Somethings bothered me.
1. Actor systems are a concurrency level but I see example of them being used for business logic. Using
a normal HTTP framework + SQL feels more natural than using Actix.
2. In order to use Actix you need to learn how it works. You need to manage the concurrency,
the addresses, etc
3. Unsafe. I don't want unsafe. I wouldn't trust myself to do something like this in C++,
therefore, I don't want to have unsafe code. Rust opens the door to do these kind of projects
to people with less than 10 years of experience in C/C++ in a safer way.

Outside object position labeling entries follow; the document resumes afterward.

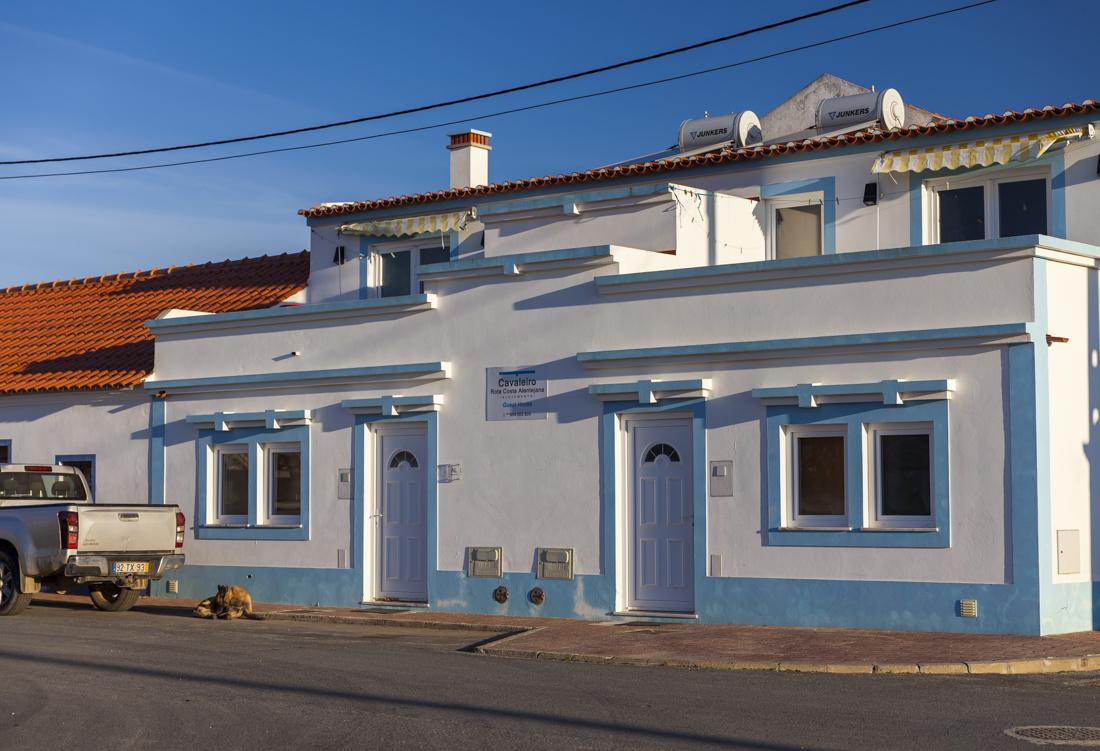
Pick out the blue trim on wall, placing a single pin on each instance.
(376, 372)
(827, 262)
(827, 186)
(364, 468)
(609, 422)
(61, 459)
(855, 416)
(156, 420)
(804, 342)
(254, 438)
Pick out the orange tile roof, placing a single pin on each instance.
(708, 159)
(89, 333)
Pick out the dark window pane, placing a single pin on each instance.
(396, 269)
(906, 475)
(961, 214)
(821, 475)
(799, 231)
(435, 255)
(1022, 208)
(234, 485)
(87, 468)
(286, 471)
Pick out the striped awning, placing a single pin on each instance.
(981, 153)
(436, 222)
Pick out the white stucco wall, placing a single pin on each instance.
(538, 483)
(113, 426)
(1074, 395)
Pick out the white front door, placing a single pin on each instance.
(402, 515)
(661, 516)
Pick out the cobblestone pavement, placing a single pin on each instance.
(704, 645)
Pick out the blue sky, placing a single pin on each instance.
(83, 78)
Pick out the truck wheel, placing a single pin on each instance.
(12, 602)
(113, 598)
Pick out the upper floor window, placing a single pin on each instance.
(394, 266)
(795, 227)
(1005, 205)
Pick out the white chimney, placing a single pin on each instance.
(469, 157)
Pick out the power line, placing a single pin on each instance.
(465, 99)
(512, 111)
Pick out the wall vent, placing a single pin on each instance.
(485, 562)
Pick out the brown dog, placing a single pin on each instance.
(232, 603)
(206, 609)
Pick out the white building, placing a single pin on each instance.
(834, 377)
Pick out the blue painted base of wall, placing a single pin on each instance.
(898, 606)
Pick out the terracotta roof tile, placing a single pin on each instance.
(89, 333)
(707, 159)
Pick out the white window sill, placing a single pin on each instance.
(899, 529)
(252, 526)
(815, 529)
(656, 614)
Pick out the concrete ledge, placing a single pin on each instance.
(944, 667)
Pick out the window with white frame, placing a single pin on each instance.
(232, 478)
(816, 475)
(393, 265)
(283, 484)
(1005, 203)
(795, 225)
(901, 475)
(276, 478)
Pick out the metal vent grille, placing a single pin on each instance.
(1057, 735)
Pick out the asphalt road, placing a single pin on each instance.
(78, 678)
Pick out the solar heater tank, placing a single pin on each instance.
(886, 107)
(741, 128)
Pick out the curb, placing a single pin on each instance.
(442, 626)
(1003, 667)
(1090, 662)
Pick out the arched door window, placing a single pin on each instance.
(666, 450)
(404, 456)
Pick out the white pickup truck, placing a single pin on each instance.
(53, 533)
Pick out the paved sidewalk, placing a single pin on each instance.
(701, 645)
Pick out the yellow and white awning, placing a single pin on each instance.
(981, 153)
(436, 222)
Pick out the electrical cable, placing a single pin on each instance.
(464, 99)
(482, 117)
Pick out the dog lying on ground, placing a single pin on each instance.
(229, 603)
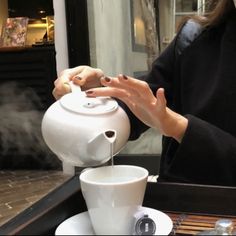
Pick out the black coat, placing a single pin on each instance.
(200, 83)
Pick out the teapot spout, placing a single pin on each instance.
(99, 148)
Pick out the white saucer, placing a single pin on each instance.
(80, 224)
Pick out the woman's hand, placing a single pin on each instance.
(84, 76)
(150, 109)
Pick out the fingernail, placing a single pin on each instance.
(107, 79)
(125, 77)
(77, 77)
(89, 92)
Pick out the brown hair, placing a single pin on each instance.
(219, 10)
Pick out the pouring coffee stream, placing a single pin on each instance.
(84, 131)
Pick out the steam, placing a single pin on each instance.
(21, 115)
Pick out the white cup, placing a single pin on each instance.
(113, 194)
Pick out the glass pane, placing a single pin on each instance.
(186, 5)
(178, 20)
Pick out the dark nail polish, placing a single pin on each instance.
(125, 77)
(77, 77)
(107, 79)
(89, 92)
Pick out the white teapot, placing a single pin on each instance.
(84, 131)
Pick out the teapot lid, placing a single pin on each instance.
(80, 103)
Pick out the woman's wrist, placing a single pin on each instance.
(176, 125)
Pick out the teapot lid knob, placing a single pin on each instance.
(87, 105)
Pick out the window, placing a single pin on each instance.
(183, 8)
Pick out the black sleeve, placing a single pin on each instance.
(206, 155)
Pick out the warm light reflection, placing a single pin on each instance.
(139, 31)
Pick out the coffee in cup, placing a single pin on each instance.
(113, 195)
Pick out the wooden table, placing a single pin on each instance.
(192, 208)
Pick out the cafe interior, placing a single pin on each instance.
(41, 193)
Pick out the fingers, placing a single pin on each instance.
(86, 75)
(160, 94)
(60, 90)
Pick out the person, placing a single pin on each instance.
(188, 95)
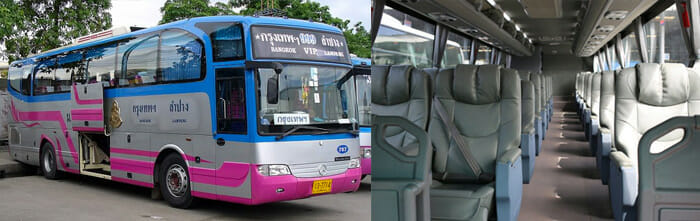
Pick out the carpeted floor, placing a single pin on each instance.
(565, 184)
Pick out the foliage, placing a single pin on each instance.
(175, 10)
(31, 26)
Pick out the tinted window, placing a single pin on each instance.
(664, 30)
(483, 56)
(226, 39)
(45, 77)
(457, 50)
(140, 59)
(631, 48)
(180, 56)
(403, 39)
(230, 104)
(100, 63)
(68, 67)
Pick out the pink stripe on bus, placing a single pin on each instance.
(133, 166)
(91, 129)
(84, 102)
(132, 182)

After async_std 1.0 announcement and speaking with some friends I started to envision how I would
like an actor framework be. Not that Actix and others are wrong, but they are too low level in my
opinion and not for business logic. I wanted something that just runs without leaking so many underlying
concepts. At the same time I don't think that competing for the last nanosecond is healthy. Even less
if the framework is already super fast.
## Common patterns
This section will be updated with common patters you can use in your applications. If
you have one you want to add or just a question of how to so something, let me know with a GitHub Issue.
### Web server
Given that all actors are managed by the framework, it is really easy to have, for
example, Rocket or Tide getting new HTTP calls and just calling `acteur.call_service` or
`acteur.call_actor` and wait for the response. You can use the sync version of the call
if you are working with synchronous code. Keep in mind that you can clone Acteur and send
it to as many threads/struct you need.
```rust,no_run
use acteur::Acteur;
let acteur = Acteur::new();
// You can clone and send it to another thread/struct
let acteur2 = acteur.clone();
```
If you need actors to query databases it would, generally, be a good idea to keep the database
connection / pool in a service, where you can handle connection errors, reconnect in case of error
and where you can control the concurrency.
## Error handling
If you have operation that can error it is better if you encode them in services and reserve
Actors to operations that cannot fail. For example, database connections, network connections, etc.
It is perfectly ok to encode a failure, from the point of view of the business rules, in an actor, for
example, in a videogame, where a character cannot attack another character because the second is
invulnerable.
So, keep anything that can fail because external circumstances (network, hard drive, etc) in services
and let actors to request the services for whatever they need.
If you have an error that should stop the application startup like database connections, add them to
a service construction and use the method `preload_service` for trying to start the service on the
app startup and let the app crash is something goes wrong.
## Safe Rust
No unsafe code was directly used in this crate. You can check in lib.rs the `#![deny(unsafe_code)]` line.
## Contributing
First of all, I would be really happy if you decide to check the framework and contribute to it! Just open
an issue / pull request and we can check what you would like to implement. Check more about contributing in
here: [https://github.com/DavidBM/acteur-rs/blob/master/CONTRIBUTING.md]()
## License
Licensed under either of Apache License, Version
2.0 or MIT license at your option.
Unless you explicitly state otherwise, any contribution intentionally submitted
for inclusion in this crate by you, as defined in the Apache-2.0 license, shall
be dual licensed as above, without any additional terms or conditions.